Recognizing the possibility of a dual effect of financial intermediation on economic growth, this paper estimates an encompassing empirical model of long- and short-run effects using a sample of cross-country and time-series observations. The authors find that a positive long-run relationship between financial intermediation and output growth can coexist with a negative short-run relationship, which indeed is the case for the average country in the sample. Since the methodology allows us to obtain the short-run effects of financial intermediation on growth country by country, the authors can attempt to link these effects to the aspects of financial liberalization that the literature proposes as harmful to growth. The authors find that financially fragile countries, namely those that experience banking crises or suffer high financial volatility, tend to present significantly negative short-run effects of intermediation on growth.
Q3. What are the main requirements for the validity of this methodology?

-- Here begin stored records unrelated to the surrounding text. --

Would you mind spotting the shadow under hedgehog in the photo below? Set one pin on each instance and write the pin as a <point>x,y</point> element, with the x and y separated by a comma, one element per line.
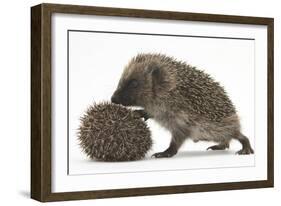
<point>183,99</point>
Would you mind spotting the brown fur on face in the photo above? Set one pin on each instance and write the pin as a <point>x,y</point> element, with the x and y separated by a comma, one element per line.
<point>183,99</point>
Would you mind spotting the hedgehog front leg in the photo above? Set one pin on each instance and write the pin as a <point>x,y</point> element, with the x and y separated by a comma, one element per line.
<point>221,146</point>
<point>142,114</point>
<point>175,144</point>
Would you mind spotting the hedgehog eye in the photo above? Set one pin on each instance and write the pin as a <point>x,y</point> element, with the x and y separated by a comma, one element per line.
<point>133,83</point>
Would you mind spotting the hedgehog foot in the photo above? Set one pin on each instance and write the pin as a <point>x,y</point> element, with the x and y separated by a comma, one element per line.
<point>218,147</point>
<point>245,151</point>
<point>167,153</point>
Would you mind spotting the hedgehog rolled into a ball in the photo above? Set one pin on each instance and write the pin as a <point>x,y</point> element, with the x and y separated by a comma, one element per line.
<point>111,132</point>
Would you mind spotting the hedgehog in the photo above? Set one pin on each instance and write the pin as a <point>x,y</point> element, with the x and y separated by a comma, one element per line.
<point>185,100</point>
<point>111,132</point>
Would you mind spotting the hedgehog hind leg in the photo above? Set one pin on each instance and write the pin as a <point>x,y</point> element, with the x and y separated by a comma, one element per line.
<point>246,146</point>
<point>221,146</point>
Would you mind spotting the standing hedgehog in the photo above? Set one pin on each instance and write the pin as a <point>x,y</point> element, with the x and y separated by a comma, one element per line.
<point>183,99</point>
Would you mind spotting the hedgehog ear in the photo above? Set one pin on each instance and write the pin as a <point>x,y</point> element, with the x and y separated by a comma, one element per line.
<point>157,76</point>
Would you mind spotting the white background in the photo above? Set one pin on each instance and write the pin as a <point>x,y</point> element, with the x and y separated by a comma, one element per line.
<point>96,61</point>
<point>15,104</point>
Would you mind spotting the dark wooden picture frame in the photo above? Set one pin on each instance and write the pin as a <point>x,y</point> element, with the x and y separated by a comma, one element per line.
<point>41,101</point>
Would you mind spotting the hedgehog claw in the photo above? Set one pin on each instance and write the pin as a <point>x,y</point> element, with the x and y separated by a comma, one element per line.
<point>245,151</point>
<point>218,147</point>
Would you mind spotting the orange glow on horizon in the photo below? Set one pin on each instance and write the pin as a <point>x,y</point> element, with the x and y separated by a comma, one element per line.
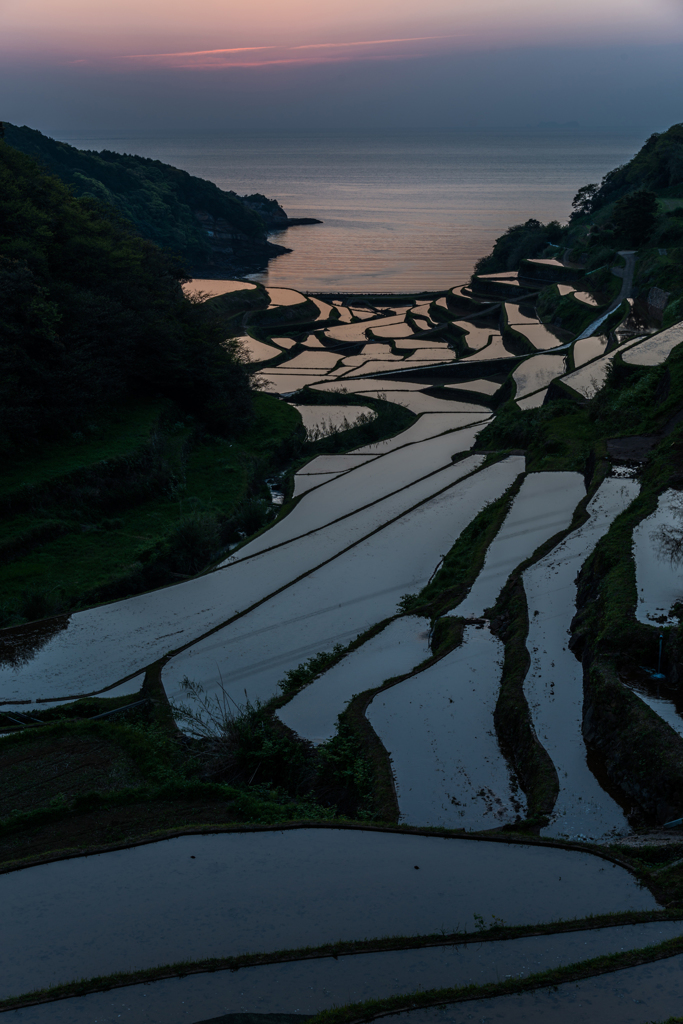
<point>158,31</point>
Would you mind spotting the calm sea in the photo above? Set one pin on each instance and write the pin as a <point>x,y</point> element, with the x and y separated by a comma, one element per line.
<point>399,211</point>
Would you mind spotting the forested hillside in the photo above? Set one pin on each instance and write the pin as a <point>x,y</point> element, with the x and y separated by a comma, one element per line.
<point>91,314</point>
<point>638,206</point>
<point>214,232</point>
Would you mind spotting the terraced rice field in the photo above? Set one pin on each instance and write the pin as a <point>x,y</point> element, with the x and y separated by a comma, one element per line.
<point>350,564</point>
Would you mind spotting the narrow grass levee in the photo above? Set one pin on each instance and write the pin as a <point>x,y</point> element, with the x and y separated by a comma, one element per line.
<point>512,718</point>
<point>641,753</point>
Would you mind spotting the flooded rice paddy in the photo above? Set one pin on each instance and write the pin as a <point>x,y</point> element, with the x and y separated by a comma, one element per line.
<point>367,527</point>
<point>323,420</point>
<point>438,725</point>
<point>538,372</point>
<point>652,351</point>
<point>543,507</point>
<point>636,995</point>
<point>554,683</point>
<point>397,649</point>
<point>340,599</point>
<point>309,986</point>
<point>658,579</point>
<point>438,729</point>
<point>262,891</point>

The main requirements for the validity of this methodology are that, first, there exist a long-run relationship among the variables of interest and, second, the dynamic specification of the model be sufficiently augmented so that the regressors are strictly exogenous and the resulting residual is serially uncorrelated.
Q4. What is the effect of financial depth on growth?
whereas financial depth leads to higher growth, financial fragility --as captured by financial volatility and banking crises-- has negative growth consequences.
Q5. What are the two conditions that are required to be considered as exogenous?
The first are that the regression residuals be serially uncorrelated and that the explanatory variables can be treated as exogenous.
Q6. What criteria can be used to select the lag order of the ARDL?
When the main interest is on the long-run parameters, the lag order of the ARDL can be selected using some consistent information criteria (such as the Schwartz-Bayesian Criterion) on a country-by-country basis.
Q7. Does the Hausman test reject the homogeneity of individual long-run coefficients?
The Hausman test does not reject the joint homogeneity of all long-run parameters; and it does not reject the homogeneity of individual long-run coefficients except for that on initial income.
Q8. How can the authors get a broad sense of the economic importance of these effects?
The authors can get a broad sense of the economic importance of these effects by using the point estimate of the regression coefficients to calculate the growth impact of a change in their financial measures.
Q9. How is the estimation of the long-run slope coefficients done?
the estimation of the long-run slope coefficients is done jointly across countries through a (concentrated) maximum likelihood procedure.
Q10. How much does an increase in one sample standard deviation of financial depth lead to economic growth?
On the other hand, an increase in one sample standard deviation of financial depth leads to economic growth rising by 0.9 percentage points.
Q11. What is the average short-run impact of financial intermediation on output growth?
Countries that experienced financial crises in the last 40 years exhibit an average shortrun impact of financial intermediation on output growth that is significantly more negative than the average of countries that did not have any crisis.